The World Bank said it will lend $213 million to Bangladesh for two projects that aim to improve weather and climate information services and strengthen college education provided through National University.
The weather and climate services regional project of $113 million will help Bangladesh provide reliable weather, water and climate forecasts and enable communities, especially farmers, to access those easily.
On the other hand, the college education development project, which will cost $100 million, will help improve the teaching and learning environment at government and non-government colleges affiliated with National University.
The Washington-based lender approved the projects on Friday.
“To reach a middle-income country status by 2021, Bangladesh needs to focus on priority areas, which include creating a skilled and competent workforce, and helping weather-dependent sectors cope better with climate uncertainties and natural disasters,” said Qimiao Fan, country director of the WB, in a statement.
Modern hydro-meteorological forecasting services would improve disaster preparedness, while a stronger college education system consisting of 1.6 million students would help university graduates become more employable, he added.
“These two projects will help raise income-levels and reduce poverty.”
The weather and climate services regional project will strengthen hydro-meteorological monitoring and forecasting, and improve early warning systems.
The project will help develop agro-meteorological services to farmers and provide tailored weather and climate data and services; it will also support community level early warning systems for extreme weather events in Netrakona, Sunamganj Rajshahi and Naogaon.
“By providing access to weather and climate related information, the project will help farmers cope with weather and climate extremes and increase agricultural productivity,” said Poonam Pillai, task team leader of the project.
She said agro-meteorological information kiosks will be set up in 487 upazilas and display boards at 4,051 union parishads, enabling at least 300,000 farmers adjust to weather variability at the farm level.

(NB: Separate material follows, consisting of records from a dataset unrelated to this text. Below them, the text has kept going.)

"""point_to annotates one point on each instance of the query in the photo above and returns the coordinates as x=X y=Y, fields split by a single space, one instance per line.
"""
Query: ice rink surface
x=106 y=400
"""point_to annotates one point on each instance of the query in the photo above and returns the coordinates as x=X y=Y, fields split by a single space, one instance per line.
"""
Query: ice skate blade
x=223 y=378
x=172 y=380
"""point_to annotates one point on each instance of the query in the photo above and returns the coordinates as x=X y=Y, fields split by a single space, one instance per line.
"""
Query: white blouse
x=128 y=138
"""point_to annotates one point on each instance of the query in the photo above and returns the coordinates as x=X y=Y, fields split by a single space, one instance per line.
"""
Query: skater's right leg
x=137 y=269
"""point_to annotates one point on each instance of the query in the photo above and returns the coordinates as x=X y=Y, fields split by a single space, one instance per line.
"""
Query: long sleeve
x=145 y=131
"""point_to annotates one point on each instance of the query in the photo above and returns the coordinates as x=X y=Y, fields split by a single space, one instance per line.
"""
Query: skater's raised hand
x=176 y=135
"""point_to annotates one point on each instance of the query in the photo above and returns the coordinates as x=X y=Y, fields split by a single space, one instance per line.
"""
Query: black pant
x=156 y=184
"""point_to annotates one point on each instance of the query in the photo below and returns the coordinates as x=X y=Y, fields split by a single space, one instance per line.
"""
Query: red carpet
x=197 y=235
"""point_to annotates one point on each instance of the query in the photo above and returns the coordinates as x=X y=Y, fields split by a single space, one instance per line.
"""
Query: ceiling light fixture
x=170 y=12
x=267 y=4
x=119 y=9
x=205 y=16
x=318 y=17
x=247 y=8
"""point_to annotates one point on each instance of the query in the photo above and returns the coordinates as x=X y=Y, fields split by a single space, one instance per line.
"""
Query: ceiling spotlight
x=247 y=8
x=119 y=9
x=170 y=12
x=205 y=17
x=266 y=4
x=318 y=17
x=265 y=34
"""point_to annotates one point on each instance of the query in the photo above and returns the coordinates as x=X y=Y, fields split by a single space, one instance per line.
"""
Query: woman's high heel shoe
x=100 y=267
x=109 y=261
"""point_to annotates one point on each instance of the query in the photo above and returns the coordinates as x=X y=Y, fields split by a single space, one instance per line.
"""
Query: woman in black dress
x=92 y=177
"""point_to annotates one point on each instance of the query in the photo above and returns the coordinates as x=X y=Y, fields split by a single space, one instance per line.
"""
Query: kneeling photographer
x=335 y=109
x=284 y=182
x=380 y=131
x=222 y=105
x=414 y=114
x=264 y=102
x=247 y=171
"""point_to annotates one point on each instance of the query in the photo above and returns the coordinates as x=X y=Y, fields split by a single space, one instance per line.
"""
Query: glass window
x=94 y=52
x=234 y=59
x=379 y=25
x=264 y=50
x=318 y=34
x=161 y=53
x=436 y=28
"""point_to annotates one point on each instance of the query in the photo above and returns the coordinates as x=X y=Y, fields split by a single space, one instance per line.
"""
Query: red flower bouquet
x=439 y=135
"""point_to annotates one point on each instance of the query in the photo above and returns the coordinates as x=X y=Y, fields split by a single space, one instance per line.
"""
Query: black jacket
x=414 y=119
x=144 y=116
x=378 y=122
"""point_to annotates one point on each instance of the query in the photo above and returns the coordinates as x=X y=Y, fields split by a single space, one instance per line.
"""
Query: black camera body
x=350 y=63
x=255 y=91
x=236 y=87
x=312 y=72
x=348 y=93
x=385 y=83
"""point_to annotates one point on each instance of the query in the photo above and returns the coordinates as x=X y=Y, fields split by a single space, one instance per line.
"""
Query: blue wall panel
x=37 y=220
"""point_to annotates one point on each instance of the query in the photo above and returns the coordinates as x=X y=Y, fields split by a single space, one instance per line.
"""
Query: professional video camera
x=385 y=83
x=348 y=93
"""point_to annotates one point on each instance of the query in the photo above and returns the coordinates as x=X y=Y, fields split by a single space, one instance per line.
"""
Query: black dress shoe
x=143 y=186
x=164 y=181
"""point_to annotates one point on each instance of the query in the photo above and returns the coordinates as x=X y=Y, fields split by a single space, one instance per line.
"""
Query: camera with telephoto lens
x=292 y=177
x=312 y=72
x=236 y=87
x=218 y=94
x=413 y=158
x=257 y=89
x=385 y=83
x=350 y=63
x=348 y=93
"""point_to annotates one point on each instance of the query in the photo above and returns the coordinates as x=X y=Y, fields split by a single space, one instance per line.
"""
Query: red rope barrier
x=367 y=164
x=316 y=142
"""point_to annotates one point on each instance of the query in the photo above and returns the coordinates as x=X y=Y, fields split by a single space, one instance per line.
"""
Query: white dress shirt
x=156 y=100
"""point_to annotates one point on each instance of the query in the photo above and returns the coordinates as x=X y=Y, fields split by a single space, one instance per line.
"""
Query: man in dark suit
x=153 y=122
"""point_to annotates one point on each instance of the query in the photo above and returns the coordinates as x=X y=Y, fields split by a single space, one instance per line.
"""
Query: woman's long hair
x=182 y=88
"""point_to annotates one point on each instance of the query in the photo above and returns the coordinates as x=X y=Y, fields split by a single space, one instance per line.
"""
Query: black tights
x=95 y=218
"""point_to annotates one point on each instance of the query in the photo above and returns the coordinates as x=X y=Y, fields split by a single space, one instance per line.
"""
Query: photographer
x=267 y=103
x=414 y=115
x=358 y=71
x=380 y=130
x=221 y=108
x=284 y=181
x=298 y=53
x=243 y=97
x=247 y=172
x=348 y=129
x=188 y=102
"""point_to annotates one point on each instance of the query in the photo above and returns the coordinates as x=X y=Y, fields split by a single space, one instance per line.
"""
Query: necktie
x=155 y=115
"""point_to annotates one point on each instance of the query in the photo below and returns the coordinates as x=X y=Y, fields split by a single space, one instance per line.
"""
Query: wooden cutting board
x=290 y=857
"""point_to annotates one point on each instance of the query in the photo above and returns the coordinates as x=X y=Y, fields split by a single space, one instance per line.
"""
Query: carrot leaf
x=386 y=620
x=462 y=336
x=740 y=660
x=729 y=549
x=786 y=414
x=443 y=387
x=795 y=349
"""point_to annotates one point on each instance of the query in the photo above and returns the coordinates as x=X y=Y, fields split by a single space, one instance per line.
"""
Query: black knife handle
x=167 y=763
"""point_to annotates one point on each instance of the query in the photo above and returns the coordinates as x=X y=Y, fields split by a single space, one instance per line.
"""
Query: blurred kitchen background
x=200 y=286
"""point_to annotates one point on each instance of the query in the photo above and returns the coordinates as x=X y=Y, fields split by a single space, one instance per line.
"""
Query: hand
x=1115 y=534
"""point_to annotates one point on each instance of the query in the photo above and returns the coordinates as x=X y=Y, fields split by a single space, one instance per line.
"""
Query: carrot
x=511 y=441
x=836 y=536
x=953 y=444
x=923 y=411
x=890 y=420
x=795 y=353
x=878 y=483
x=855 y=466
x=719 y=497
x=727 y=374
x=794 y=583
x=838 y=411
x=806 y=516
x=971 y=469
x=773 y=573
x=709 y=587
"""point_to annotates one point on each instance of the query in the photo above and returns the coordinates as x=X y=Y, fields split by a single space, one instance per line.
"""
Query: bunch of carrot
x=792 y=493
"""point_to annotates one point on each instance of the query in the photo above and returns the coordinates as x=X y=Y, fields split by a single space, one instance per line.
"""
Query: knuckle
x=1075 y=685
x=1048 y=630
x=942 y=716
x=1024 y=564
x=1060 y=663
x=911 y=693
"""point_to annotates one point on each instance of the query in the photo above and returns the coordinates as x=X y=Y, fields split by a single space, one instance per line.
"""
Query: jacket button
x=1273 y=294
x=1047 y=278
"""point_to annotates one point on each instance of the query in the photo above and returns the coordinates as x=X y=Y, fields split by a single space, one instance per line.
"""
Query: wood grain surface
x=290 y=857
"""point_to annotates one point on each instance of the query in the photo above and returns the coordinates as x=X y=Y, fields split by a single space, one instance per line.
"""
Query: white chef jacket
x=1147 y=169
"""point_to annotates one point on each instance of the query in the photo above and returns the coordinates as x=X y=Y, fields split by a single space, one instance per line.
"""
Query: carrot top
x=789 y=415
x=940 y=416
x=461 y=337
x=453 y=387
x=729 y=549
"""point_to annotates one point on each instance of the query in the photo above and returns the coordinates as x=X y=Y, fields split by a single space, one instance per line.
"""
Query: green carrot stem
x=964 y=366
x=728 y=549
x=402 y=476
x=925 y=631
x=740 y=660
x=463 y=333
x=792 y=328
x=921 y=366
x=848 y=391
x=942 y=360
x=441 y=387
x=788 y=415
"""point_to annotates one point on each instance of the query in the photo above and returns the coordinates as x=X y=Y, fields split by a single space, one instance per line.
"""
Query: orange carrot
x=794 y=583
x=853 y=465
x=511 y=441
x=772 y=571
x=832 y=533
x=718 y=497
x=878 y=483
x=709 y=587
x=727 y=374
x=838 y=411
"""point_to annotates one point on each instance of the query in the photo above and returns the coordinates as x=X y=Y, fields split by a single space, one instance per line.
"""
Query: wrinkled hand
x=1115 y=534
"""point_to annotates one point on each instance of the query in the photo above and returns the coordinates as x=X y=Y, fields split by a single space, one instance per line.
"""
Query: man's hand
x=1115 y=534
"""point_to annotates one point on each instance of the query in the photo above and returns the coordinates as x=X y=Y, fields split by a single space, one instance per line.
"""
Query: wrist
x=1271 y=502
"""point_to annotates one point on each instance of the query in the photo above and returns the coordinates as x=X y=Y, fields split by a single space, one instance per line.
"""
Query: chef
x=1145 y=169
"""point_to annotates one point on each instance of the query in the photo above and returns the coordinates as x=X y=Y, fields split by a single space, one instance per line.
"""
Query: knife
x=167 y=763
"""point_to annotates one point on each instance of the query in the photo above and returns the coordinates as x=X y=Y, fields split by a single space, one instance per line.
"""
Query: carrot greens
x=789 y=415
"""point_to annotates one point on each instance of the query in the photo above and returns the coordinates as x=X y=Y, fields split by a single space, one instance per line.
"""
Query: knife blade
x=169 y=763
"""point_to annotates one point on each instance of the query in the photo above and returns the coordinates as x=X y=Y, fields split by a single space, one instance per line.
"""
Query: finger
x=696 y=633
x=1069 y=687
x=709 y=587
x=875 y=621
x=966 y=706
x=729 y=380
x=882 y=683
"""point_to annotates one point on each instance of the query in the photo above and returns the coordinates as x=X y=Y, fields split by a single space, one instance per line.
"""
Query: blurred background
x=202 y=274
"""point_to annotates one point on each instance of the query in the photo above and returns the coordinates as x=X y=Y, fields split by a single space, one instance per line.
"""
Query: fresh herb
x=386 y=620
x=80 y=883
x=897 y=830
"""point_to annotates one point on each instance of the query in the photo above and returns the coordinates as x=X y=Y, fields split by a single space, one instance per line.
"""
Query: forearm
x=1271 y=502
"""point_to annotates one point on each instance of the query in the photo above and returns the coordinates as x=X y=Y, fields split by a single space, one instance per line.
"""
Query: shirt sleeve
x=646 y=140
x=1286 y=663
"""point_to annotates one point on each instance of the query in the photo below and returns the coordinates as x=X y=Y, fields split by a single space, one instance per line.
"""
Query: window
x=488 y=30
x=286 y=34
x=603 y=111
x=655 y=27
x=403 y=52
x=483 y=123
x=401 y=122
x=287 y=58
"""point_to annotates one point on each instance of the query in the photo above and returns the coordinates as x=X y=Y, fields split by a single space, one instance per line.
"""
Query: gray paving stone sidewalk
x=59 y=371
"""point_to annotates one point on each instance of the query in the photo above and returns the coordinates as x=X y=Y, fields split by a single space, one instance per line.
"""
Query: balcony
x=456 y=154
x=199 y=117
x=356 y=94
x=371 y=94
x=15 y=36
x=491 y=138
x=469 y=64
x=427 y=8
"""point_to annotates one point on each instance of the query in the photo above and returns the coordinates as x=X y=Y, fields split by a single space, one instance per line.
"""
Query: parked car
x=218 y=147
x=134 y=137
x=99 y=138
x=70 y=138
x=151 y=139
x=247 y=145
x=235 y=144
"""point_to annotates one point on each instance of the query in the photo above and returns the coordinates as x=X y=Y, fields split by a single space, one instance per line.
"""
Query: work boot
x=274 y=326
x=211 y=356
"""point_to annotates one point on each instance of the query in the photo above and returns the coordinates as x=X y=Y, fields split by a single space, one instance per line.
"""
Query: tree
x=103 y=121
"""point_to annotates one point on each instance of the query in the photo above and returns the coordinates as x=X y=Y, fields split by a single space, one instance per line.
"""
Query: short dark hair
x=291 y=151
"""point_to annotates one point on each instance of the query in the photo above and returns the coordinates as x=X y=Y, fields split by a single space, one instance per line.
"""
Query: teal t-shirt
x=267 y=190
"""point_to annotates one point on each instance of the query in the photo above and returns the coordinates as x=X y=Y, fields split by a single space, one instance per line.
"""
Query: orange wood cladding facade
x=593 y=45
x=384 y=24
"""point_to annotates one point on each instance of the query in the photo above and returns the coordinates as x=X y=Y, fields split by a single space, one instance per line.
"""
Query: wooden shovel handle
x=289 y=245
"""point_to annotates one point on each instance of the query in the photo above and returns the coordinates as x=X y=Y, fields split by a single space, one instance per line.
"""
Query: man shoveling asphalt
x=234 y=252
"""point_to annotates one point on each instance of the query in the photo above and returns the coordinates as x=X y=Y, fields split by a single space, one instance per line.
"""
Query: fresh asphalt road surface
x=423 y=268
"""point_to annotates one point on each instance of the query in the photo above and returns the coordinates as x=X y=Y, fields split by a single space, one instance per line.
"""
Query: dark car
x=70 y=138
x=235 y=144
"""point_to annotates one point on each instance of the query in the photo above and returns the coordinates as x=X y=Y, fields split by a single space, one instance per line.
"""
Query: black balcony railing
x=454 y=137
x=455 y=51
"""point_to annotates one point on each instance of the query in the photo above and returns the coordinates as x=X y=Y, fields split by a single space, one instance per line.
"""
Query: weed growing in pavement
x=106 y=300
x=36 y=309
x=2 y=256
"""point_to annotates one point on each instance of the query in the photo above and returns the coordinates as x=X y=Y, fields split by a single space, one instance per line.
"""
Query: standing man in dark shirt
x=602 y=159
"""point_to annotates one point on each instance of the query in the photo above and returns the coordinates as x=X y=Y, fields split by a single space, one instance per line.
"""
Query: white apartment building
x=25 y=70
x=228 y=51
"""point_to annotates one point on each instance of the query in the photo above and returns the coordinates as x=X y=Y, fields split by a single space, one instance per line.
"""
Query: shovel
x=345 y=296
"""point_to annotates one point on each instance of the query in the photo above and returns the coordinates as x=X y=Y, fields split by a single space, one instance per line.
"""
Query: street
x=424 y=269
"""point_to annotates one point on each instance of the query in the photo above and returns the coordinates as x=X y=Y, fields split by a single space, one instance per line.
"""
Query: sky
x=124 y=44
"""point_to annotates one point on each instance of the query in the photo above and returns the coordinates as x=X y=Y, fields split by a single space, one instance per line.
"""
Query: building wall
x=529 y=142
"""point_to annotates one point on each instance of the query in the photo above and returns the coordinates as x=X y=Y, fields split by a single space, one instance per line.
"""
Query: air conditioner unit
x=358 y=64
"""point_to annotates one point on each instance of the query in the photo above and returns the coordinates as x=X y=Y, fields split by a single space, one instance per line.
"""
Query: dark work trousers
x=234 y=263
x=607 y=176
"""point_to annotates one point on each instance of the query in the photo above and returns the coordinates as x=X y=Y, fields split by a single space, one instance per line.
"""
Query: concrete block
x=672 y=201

In Bangladesh, more than two-thirds of the students at tertiary level are enrolled at government and non-government colleges. The college education development project will support better education for graduate and master's students at the colleges under National University.
The project will help fill vacant teacher positions at government colleges and provide training to about 8,000 college teachers and managers.
“As the first donor-supported intervention in college education, the project will support an improved teaching and learning environment and contribute to creating a globally competitive workforce,” said Yoko Nagashima, task team leader of the project.